The enormous breadth and depth of The Looming Tower–spanning seventy years and covering everything from the nuances of Medieval Islamic philosophy to the geography of tiny Egyptian villages–becomes something of a liability when translated to an audio format. Read by the author, the text is read exactly as intended in an even, yet never boring, voice.

However, as the text covers dozens upon dozens of names, many with variable English spelling, I found myself wishing I had bought the physical book for future reference. Jumping from topic to topic and time to time, there is a disjointed, but not disorderly, quality to the book. Perhaps this is just a fault of perception in my visually-focused brain.
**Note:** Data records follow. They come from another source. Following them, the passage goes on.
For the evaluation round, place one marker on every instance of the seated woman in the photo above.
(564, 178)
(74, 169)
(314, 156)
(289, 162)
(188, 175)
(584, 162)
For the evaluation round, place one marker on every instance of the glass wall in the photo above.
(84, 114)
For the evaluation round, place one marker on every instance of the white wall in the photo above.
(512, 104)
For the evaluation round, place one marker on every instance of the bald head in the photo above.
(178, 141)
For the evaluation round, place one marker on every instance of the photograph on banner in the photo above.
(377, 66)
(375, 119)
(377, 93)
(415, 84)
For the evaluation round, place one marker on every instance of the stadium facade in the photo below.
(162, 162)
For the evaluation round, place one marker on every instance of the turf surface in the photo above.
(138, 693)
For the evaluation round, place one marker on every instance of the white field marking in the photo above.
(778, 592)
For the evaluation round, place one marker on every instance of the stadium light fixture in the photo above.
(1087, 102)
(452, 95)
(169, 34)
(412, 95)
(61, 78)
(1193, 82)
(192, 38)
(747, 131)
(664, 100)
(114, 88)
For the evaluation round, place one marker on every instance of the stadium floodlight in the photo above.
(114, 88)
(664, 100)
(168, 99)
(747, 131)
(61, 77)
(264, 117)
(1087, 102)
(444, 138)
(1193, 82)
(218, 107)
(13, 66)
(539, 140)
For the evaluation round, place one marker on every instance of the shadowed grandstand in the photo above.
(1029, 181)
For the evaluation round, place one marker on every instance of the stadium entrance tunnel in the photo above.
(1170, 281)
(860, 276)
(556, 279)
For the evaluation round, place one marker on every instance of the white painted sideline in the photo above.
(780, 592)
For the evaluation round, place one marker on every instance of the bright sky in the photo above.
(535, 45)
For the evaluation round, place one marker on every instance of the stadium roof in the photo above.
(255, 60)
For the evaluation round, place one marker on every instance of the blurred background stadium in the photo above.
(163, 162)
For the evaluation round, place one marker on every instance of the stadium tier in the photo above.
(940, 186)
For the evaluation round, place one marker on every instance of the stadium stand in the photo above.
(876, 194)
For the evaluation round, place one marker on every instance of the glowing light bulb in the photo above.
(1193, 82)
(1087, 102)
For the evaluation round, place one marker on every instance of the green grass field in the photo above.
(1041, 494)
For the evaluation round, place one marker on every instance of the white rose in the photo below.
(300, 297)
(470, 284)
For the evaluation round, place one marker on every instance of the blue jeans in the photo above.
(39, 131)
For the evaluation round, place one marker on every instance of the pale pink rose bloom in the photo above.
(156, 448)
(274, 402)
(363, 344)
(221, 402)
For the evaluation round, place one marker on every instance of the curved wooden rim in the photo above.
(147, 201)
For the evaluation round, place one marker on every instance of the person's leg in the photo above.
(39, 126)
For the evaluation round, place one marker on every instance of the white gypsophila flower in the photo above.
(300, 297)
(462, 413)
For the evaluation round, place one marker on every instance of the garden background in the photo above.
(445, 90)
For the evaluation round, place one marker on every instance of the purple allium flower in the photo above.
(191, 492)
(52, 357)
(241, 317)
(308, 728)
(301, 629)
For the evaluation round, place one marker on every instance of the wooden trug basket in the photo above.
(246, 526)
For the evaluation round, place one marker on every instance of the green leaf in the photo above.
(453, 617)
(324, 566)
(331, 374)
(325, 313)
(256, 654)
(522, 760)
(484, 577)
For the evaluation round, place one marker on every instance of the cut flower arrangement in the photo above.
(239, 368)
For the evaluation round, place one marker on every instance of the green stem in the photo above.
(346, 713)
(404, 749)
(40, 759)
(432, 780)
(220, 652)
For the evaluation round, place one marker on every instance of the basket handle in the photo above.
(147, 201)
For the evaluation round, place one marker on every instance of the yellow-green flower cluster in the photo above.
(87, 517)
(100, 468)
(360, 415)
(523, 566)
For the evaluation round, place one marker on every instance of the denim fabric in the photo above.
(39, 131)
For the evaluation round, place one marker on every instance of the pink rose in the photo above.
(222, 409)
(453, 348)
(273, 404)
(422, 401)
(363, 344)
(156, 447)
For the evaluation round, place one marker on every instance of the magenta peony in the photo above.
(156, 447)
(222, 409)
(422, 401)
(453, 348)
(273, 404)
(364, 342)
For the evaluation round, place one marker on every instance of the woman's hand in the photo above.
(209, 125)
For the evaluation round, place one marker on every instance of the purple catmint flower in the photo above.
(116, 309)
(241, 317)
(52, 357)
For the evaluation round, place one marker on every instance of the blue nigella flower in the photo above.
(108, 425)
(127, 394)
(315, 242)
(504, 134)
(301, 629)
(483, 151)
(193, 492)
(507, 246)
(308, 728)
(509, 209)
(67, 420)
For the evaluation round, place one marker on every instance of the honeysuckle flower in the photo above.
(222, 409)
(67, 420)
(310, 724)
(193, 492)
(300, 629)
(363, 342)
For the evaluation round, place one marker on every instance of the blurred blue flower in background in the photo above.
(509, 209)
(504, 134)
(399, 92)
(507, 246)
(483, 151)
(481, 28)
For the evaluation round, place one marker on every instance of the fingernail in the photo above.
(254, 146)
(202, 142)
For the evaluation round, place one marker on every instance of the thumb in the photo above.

In a book this detailed, it is difficult to draw out favorite or most important moments, but I will try.

First: the importance of diversity, or even just an understanding of the world, in national security.

Before 9/11, the FBI had less than ten Arabic speakers. A particularly affecting moment is when Ali Soufan, then a young FBI agent, cracks the lone survivor of the Nairobi embassy bombers in the immediate aftermath of 9/11. A practicing Muslim who was born in Lebanon, Soufan debates the failed suicide bomber in Arabic on the Quran and Islamic law, eventually forcing the bomber to admit he has murdered innocents, many of them fellow Muslims going about their daily lives.

The bomber then tells everything he knows about the structure and membership of Al Qaeda.

Second: if there was ever a title of deep meaning, it is this one.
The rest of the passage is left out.